White Rum: White Noise

10 April, 2013

“One way to promote your rum is as a ‘bling bling’ drink and use marketing,” says Burrell. “In the States there are a few. They are going after the vodka market. That’s how some white rum brands do it; they have to go out of their category to recruit super-premium white rum drinkers – rum drinkers tend to drink dark.”  

One wonders what Redlefsen would have said about bling in 2006, but in 2013 he sees it as “passé”. “Especially since the financial meltdown,” he adds. “Consumption habits have changed and ostentatious [branding] is no longer as accepted. Look at the new designs and styles of most bars that are opening which are very far away from the early to mid-2000 bling – much more understated.”

One way is to come out of the dark into the light. In the four years since the family-owned Guatemalan brand, Botran, relaunched, it has garnered a reputation for aged Solera rums and has witnessed triple-digit growth in consecutive years to make it a 100,000-case brand. Late last year Botran entered the white rum market, albeit with a soft launch, with Reserva Blanca. “There are many premium white rums now but they have concentrated on being in-your-face expensive and have not communicated on the rum. We are not trying to be vodka,” says Frank Quiñones, global commercial director of Botran.

With a price point of $18-$20 in the US and £20 in the UK, Botran Reserva Blanca is a manageable step up from Bacardi, nestled at $14/£14. So, for Botran, a small company with an even smaller marketing budget, success will be forged on taste alone. “You can sip it and still enjoy it – either neat or with ice. In blind tastes most people say it’s an aged rum,” says Quiñones.

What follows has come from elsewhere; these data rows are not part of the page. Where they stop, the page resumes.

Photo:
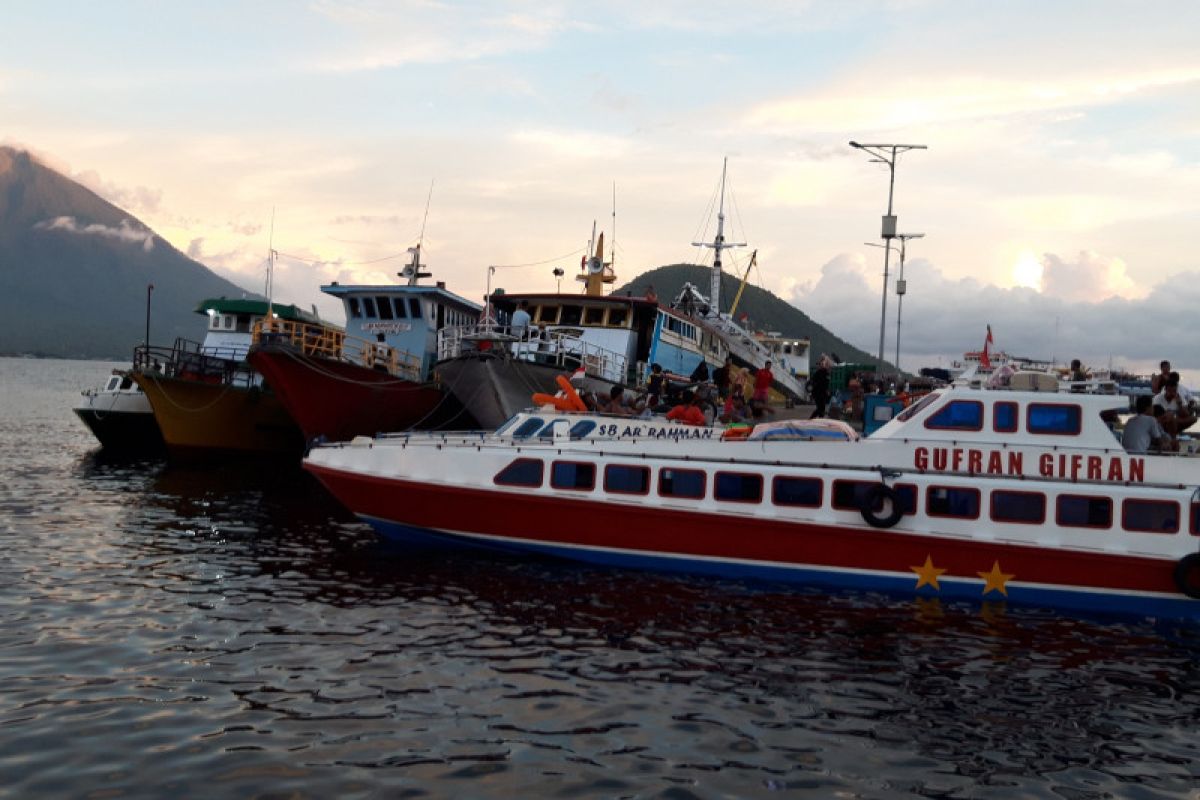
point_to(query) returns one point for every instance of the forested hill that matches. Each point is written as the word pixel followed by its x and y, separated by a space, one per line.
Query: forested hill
pixel 766 311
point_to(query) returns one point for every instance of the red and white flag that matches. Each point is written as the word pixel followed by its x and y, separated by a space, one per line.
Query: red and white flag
pixel 985 358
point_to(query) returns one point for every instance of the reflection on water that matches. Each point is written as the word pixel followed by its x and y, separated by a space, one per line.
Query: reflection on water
pixel 227 630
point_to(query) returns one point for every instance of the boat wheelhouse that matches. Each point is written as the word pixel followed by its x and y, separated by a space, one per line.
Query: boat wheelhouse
pixel 378 373
pixel 207 397
pixel 1014 495
pixel 120 416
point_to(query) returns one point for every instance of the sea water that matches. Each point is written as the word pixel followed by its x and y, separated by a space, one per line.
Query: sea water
pixel 225 629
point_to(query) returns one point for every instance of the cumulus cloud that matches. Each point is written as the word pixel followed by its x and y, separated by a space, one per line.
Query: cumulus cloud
pixel 139 199
pixel 943 317
pixel 125 232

With the US’s largest distributor, Southern Wine & Spirits, onboard with its white rum, Botran is looking to Florida. Most US rum sales are in Florida because of the Hispanic population. But for Botran, the US and Europe is pretty much the extent of ambition for Reserva Blanca. “We are not looking to take over the world with this. We are an aged rum company – we just needed a white rum in our portfolio. It’s not that we are pessimistic – we believe there is a potential for this white rum – but no one has nailed it yet.”

Cocktails

Local-rum drinkers apart, white rum is for mixing. Big-flavour cocktails tend to negate the need for a £30 rum – this is where cheaper, less complicated rums have their place. Delicate rums demand more delicate cocktails. Here’s Ian Burrell to explain: “In top-end bars such as Artesian they would use better quality white rums to make Daiquiris – if the rum isn’t lost then you can charge a premium.” So Daiquiris, Sours and Mojitos are where it pays to go with quality, says Burrell, but there are also serves such as white rum and tonic with a twist of orange, now a favourite in Spain, and Burrell’s own suggestion: white rum Old Fashioned with orange bitters. “It looks clear but there’s a lot of flavour,” he says.

At the sharp end of the cocktail world we hear murmurs of Mojito discontent. Just look at The World’s 50 Best Bars Brands Report, where the Mojito slipped from being king of the cocktails to third behind the Old Fashioned and the Dry Martini within a year. It’s fair to say the ’tenders behind those bars are a brutally fashionable bunch and are probably bored senseless by muddling mint.